How to *Not Really* delete a ruby class from memory

Alright, alright…(first blog post here, cut me some slack…)

So, how can you delete a class from memory in Ruby?  First, you might be asking….why in the hell would you do that.

Well, as it happens, in my case, I wrote some base classes that other developers will derive off of.  So in this base class I wrote code that enforces that any class that inherits off it it will conform to the prescribed interface, otherwise it will throw an error.  So, of course, I wrote test code that tests this behavior(what am I a farmer?).  This is where I had the problem…

To be clear, let’s get specific:

class JobType
  class_attribute :cost
  self.cost = nil#all subclasses must define this

  def self.get_cost
    raise "subclass must define this" if self.cost.nil?
    return self.cost

  def self.types

class LogoJobType
  self.cost = 100

So, in my spec tests:

it "should raise error for improperly subclassed class" do
  class TotallyNewClass < JobType;end
  expect{TotallyNewClass.new.get_cost}.to raise_exception

Now this actually works fine when the test is run in isolation. However, some other tests are failing(which pass in isolation) when they are all run as a suite.

Say what?

Well, I have some other tests that are calling JobType.types. Ok…so you might be saying that I probably shouldn’t rely on Rails’ #subclasses method because you know you’ve dug into the Rails source and see its implemented using ObjectSpace which is slow and a memory hog. Well, you’re absolutely right. Now, forget that you ever remembered that.

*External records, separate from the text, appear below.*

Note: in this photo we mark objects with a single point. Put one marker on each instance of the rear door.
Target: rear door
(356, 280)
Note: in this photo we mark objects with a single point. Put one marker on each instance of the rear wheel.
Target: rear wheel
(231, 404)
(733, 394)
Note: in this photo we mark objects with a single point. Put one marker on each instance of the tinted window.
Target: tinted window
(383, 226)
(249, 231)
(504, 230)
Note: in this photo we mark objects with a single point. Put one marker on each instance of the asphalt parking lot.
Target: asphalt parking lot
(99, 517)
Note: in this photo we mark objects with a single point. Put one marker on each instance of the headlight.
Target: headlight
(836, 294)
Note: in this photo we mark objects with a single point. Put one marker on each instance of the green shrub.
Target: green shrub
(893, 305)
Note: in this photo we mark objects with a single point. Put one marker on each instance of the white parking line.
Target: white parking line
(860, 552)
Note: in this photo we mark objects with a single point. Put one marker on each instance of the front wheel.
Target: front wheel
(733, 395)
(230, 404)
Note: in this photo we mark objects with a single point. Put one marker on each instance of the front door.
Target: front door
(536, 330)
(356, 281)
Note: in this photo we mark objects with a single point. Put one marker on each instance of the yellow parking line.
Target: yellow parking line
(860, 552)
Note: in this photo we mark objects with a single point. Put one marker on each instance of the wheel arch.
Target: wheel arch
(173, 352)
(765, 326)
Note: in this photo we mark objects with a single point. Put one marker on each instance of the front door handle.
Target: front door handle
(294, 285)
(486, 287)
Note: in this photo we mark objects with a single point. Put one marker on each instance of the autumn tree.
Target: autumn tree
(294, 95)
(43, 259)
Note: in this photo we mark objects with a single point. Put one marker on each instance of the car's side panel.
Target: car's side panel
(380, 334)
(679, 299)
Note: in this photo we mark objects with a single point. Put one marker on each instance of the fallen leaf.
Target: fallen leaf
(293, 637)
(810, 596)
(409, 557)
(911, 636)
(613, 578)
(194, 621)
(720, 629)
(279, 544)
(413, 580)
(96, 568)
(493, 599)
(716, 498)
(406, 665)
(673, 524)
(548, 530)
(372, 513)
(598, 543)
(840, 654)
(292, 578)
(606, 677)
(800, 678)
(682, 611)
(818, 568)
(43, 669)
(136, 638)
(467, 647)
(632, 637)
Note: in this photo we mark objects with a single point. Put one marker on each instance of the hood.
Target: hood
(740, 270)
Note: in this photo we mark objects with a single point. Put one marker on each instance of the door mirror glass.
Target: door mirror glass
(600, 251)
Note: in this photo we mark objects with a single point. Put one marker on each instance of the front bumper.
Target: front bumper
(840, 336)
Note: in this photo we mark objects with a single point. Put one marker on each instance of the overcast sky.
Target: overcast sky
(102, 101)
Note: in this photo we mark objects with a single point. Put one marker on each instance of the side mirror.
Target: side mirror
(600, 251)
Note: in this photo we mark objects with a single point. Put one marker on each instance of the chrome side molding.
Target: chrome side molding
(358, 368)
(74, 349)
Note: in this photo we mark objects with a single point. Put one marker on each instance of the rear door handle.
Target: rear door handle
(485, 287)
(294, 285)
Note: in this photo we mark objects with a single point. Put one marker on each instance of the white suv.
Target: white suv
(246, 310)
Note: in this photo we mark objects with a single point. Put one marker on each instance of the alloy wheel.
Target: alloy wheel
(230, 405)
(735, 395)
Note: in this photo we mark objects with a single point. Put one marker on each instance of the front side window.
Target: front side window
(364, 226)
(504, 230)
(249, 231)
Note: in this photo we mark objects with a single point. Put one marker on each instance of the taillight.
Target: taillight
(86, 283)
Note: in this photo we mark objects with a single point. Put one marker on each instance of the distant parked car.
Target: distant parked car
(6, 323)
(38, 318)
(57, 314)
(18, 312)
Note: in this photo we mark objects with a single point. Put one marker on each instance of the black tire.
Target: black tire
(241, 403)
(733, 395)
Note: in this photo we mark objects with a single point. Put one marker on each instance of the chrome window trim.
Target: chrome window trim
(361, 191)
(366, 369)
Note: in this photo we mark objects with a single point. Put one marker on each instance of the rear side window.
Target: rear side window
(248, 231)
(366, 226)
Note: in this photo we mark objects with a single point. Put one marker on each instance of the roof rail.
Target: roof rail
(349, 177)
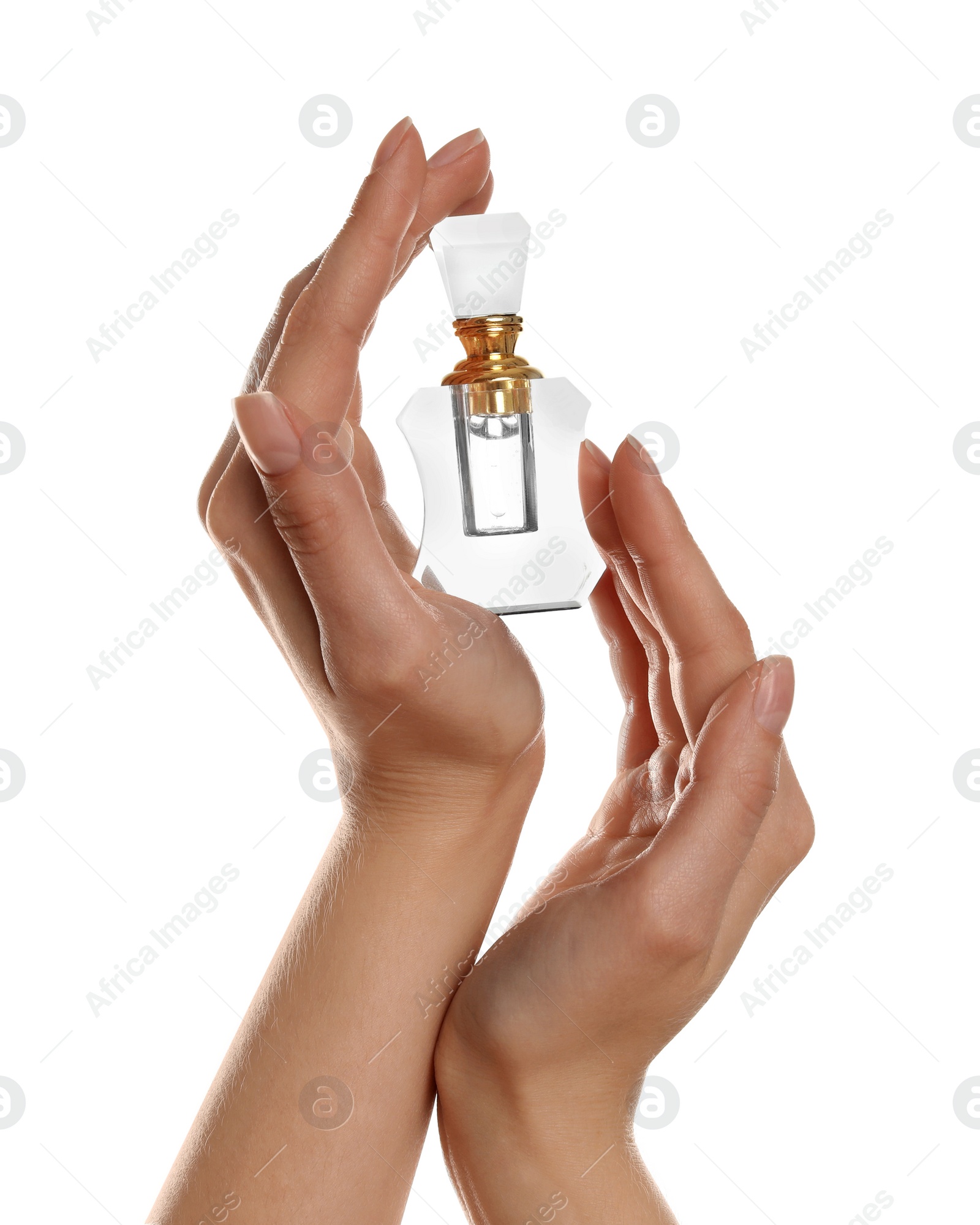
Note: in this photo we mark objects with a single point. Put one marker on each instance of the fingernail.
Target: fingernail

What’s happening is that when these tests are run as a suite, TotallyNewClass is entering the JobType class hierarchy….and staying there!

So, my first thought, was ok, that kind of makes sense, maybe I should try to delete the class constant. This is ruby. I can probably do that. Nope. The only thing you can do is undefine a constant like so:

Object.class_eval{remove_const :TotallyNewClass}


ObjectSpace.each_object(class << JobType;self;end){|k| puts k}#still shows TotallyNewClass

What gives? Well… As it turns out, like I said, you can’t destroy an object that a constant points to. You can only undefine that constant.

Our good friend _Why points out:

If you stuff something in an array and you happen to keep that array around, it’s all marked. If you stuff something in a constant or global variable, it’s forever marked.

See more on _Why’s thoughts on garbage collection here:

But this actually led me to the answer! Don’t use a constant. Very simply:

new_klass = Class.new(JobType){}

We dynamically create the class and then an instance off it and never assign it to a constant, and eventually the class gets swept by GC, and life is good again.

Thanks for tuning in.

Update 11/18/2011
Ok, so I started testing my app with capybara and spork…and this doesn’t appear to be working. I’m finding many instances of the anonymous class in the class hierarchy. So…I’m just going to implement subclasses myself using the inherited callback which is pretty easy and probably more performant anyway.